At the University of Amsterdam, I am affiliated with the Television and Cross-media team and the Amsterdam School of Cultural Analysis. I received my PhD from the Université de Montréal in 2014.
My main interests concern media aesthetics and process philosophy. Combining the two interests, my work addresses the political dimension of contemporary media aesthetics, for instance in televisual narratives and video games.
For example, my book The Aesthetics of Stealth (MIT Press 2024, open access) I develop an aesthetic and cultural theory of "stealth" or tactical imperceptibility. The primary goal of stealth is to act efficiently while remaining imperceptible. The book proposes that the desire for stealth is a sociocultural response to digital media culture, due to digital technologies' unprecedented ability to track individual behavior. I argue that stealth operates as a cross-media aesthetic that can be observed in video games, television, and video art alike, particularly in so-called stealth video games, a genre that requires players to accomplish missions without being detected by in-game enemies.
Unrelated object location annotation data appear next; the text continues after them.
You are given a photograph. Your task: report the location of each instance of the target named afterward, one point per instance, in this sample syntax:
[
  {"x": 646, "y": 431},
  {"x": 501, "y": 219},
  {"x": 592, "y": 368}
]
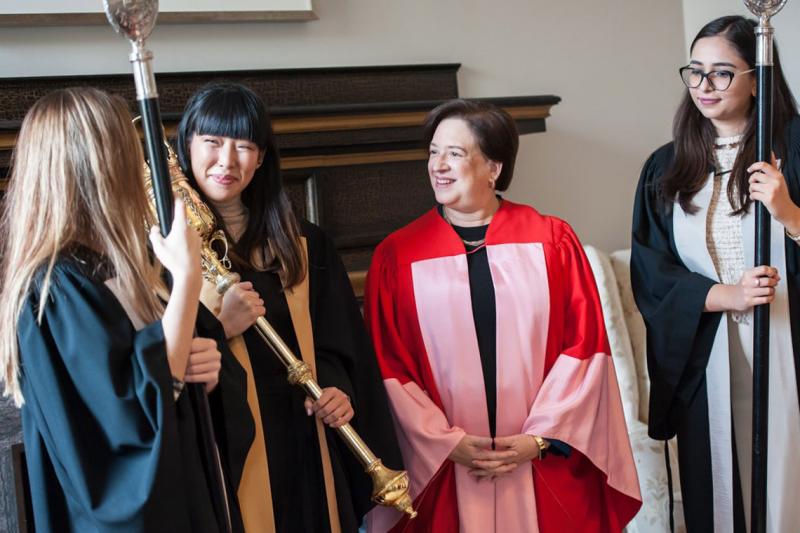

My previous book Figures of Time (Duke UP 2019) investigates how the nonlinear temporalities of recent television series align with a politics of preemption. The book looks at the narrative pattern of the preempted ending, where an episode or season opens with a conflict and then goes back in time to show how that conflict came to be. The book examines these narratives to show how these leaps in time create aesthetic experiences of time that attune their audiences to the political doctrine of preemption—a logic that justifies preemptive action to nullify a perceived future threat.
I am a co-editor of NECSUS: European Journal of Media Studies (open access) and the 3Ecologies imprint at Punctum Press (open access).
At the Department of Media Studies, I teach courses in cross-media aesthetics and storytelling, video game studies, process philosophy, and media history. I have also taught teach for the Netherlands Institute of Cultural Analysis.